Similarly to a list, a tuple contains sequence of values. To create a tuple, we need to create a sequence of values enclosed by “(” and “)”. Most of the functions that apply to lists also apply to tuples , for example len(), max(), min(), slicing etc.
>>> 3 in tuple1
We can also concatenate tuples to create a new one using + or * operators:
>>> tuple1 = (1, 2, 3, 4)
>>> tuple_x2 = tuple1 + tuple1
(1, 2, 3, 4, 1, 2, 3, 4)
>>> tuple_x3 = tuple1 * 3
(1, 2, 3, 4, 1, 2, 3, 4, 1, 2, 3, 4)
How to create a one element tuple?
If you want to create a one element tuple you have to put a comma after that single element in a tuple, otherwise the Python will think that the expression in parentheses is just an expression to be evaluated, because parentheses in Python are used to change the order of operations, like in math. When we add a comma after the element it tells Python that parentheses are used to create a tuple. Example:
>>> tuple1 = (2+5,)
>>> not_tuple = (2+5)
Packing and unpacking tuples
Python allows us to pack and unpack tuples which means that we can use tuples on both sides of an assignment operator.
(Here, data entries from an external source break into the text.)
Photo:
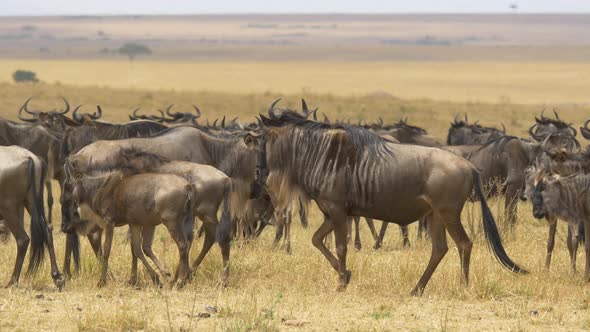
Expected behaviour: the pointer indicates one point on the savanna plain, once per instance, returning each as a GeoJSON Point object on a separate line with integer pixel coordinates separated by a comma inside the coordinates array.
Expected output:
{"type": "Point", "coordinates": [270, 290]}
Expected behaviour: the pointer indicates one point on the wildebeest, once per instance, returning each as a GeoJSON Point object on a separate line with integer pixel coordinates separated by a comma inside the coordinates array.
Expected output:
{"type": "Point", "coordinates": [462, 132]}
{"type": "Point", "coordinates": [114, 198]}
{"type": "Point", "coordinates": [22, 175]}
{"type": "Point", "coordinates": [228, 154]}
{"type": "Point", "coordinates": [211, 188]}
{"type": "Point", "coordinates": [350, 171]}
{"type": "Point", "coordinates": [566, 198]}
{"type": "Point", "coordinates": [533, 174]}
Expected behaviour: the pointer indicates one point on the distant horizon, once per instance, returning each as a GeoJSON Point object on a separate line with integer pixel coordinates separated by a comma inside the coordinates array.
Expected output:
{"type": "Point", "coordinates": [10, 8]}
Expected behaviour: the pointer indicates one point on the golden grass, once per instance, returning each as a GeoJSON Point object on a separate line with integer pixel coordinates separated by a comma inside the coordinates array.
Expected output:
{"type": "Point", "coordinates": [522, 82]}
{"type": "Point", "coordinates": [269, 289]}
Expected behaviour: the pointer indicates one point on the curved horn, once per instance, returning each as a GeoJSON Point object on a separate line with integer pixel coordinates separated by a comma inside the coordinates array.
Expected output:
{"type": "Point", "coordinates": [272, 105]}
{"type": "Point", "coordinates": [198, 111]}
{"type": "Point", "coordinates": [67, 109]}
{"type": "Point", "coordinates": [532, 133]}
{"type": "Point", "coordinates": [585, 130]}
{"type": "Point", "coordinates": [26, 107]}
{"type": "Point", "coordinates": [20, 111]}
{"type": "Point", "coordinates": [96, 115]}
{"type": "Point", "coordinates": [304, 106]}
{"type": "Point", "coordinates": [168, 110]}
{"type": "Point", "coordinates": [75, 114]}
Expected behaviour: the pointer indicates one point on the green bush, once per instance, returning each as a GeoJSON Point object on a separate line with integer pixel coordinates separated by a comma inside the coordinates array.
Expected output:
{"type": "Point", "coordinates": [25, 76]}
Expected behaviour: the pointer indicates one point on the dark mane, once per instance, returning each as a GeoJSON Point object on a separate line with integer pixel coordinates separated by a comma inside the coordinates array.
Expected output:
{"type": "Point", "coordinates": [361, 138]}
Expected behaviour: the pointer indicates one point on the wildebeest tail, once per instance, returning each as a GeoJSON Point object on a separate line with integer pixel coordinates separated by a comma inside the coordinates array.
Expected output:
{"type": "Point", "coordinates": [38, 222]}
{"type": "Point", "coordinates": [491, 230]}
{"type": "Point", "coordinates": [224, 228]}
{"type": "Point", "coordinates": [189, 217]}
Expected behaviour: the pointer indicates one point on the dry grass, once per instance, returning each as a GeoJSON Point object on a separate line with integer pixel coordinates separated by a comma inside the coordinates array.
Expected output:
{"type": "Point", "coordinates": [521, 82]}
{"type": "Point", "coordinates": [270, 289]}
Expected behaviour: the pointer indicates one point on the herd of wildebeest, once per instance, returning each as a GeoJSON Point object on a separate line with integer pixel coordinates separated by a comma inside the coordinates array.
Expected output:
{"type": "Point", "coordinates": [171, 168]}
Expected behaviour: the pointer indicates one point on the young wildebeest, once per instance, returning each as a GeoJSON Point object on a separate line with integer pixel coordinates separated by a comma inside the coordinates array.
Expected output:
{"type": "Point", "coordinates": [566, 198]}
{"type": "Point", "coordinates": [211, 186]}
{"type": "Point", "coordinates": [22, 175]}
{"type": "Point", "coordinates": [533, 174]}
{"type": "Point", "coordinates": [352, 171]}
{"type": "Point", "coordinates": [110, 199]}
{"type": "Point", "coordinates": [464, 133]}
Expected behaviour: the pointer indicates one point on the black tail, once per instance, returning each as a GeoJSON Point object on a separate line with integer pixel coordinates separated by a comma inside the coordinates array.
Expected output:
{"type": "Point", "coordinates": [224, 227]}
{"type": "Point", "coordinates": [302, 214]}
{"type": "Point", "coordinates": [189, 217]}
{"type": "Point", "coordinates": [38, 222]}
{"type": "Point", "coordinates": [491, 230]}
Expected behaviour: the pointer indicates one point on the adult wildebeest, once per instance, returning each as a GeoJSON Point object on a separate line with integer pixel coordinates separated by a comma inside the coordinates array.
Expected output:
{"type": "Point", "coordinates": [350, 171]}
{"type": "Point", "coordinates": [22, 175]}
{"type": "Point", "coordinates": [464, 133]}
{"type": "Point", "coordinates": [566, 198]}
{"type": "Point", "coordinates": [114, 198]}
{"type": "Point", "coordinates": [563, 135]}
{"type": "Point", "coordinates": [228, 154]}
{"type": "Point", "coordinates": [533, 174]}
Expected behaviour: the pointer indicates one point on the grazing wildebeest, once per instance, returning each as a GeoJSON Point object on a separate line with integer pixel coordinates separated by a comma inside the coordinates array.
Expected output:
{"type": "Point", "coordinates": [533, 174]}
{"type": "Point", "coordinates": [228, 154]}
{"type": "Point", "coordinates": [566, 198]}
{"type": "Point", "coordinates": [351, 171]}
{"type": "Point", "coordinates": [114, 198]}
{"type": "Point", "coordinates": [464, 133]}
{"type": "Point", "coordinates": [211, 187]}
{"type": "Point", "coordinates": [563, 135]}
{"type": "Point", "coordinates": [22, 175]}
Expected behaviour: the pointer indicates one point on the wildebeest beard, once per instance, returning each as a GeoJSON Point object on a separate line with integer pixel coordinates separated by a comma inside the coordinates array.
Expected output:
{"type": "Point", "coordinates": [309, 158]}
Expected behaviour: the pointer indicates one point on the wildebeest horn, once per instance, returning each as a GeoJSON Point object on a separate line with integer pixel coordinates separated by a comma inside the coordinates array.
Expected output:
{"type": "Point", "coordinates": [272, 105]}
{"type": "Point", "coordinates": [532, 133]}
{"type": "Point", "coordinates": [197, 110]}
{"type": "Point", "coordinates": [67, 109]}
{"type": "Point", "coordinates": [20, 111]}
{"type": "Point", "coordinates": [77, 117]}
{"type": "Point", "coordinates": [168, 110]}
{"type": "Point", "coordinates": [304, 107]}
{"type": "Point", "coordinates": [96, 115]}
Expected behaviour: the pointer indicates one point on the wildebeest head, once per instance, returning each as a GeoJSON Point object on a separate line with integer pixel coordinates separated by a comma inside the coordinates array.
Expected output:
{"type": "Point", "coordinates": [462, 132]}
{"type": "Point", "coordinates": [561, 134]}
{"type": "Point", "coordinates": [55, 119]}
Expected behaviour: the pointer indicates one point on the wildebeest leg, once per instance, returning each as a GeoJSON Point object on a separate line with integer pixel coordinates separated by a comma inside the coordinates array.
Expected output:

For example, we can initialize multiple variables from a tuple like this:
>>> (a,b,c,d) = (1, 2, 3, 4)
Otherwise, we would have to write four lines of code to do it:
>>> a = 1
>>> b = 2
>>> c = 3
>>> d = 4
Python also accepts the following code, where parentheses are omitted. Although there are no parentheses, Python still uses tuple objects with the packing/unpacking feature behind the scenes to map the values to the variables:
>>> x, y, z = 10, 20, 30
We can also use this feature to swap the values of two variables in a single line of code:
>>> x, y = y, x
How to create a tuple from a list and vice versa?
There’s a built-in function list() to create a list from a tuple. The function tuple() does the reverse and returns a tuple given a list.
>>> tuple_from_list = tuple([1,2,3])
(1, 2, 3)
>>> list_from_tuple = list((4, 5, 6))
[4, 5, 6]
This article has covered some basic operations with tuples in Python.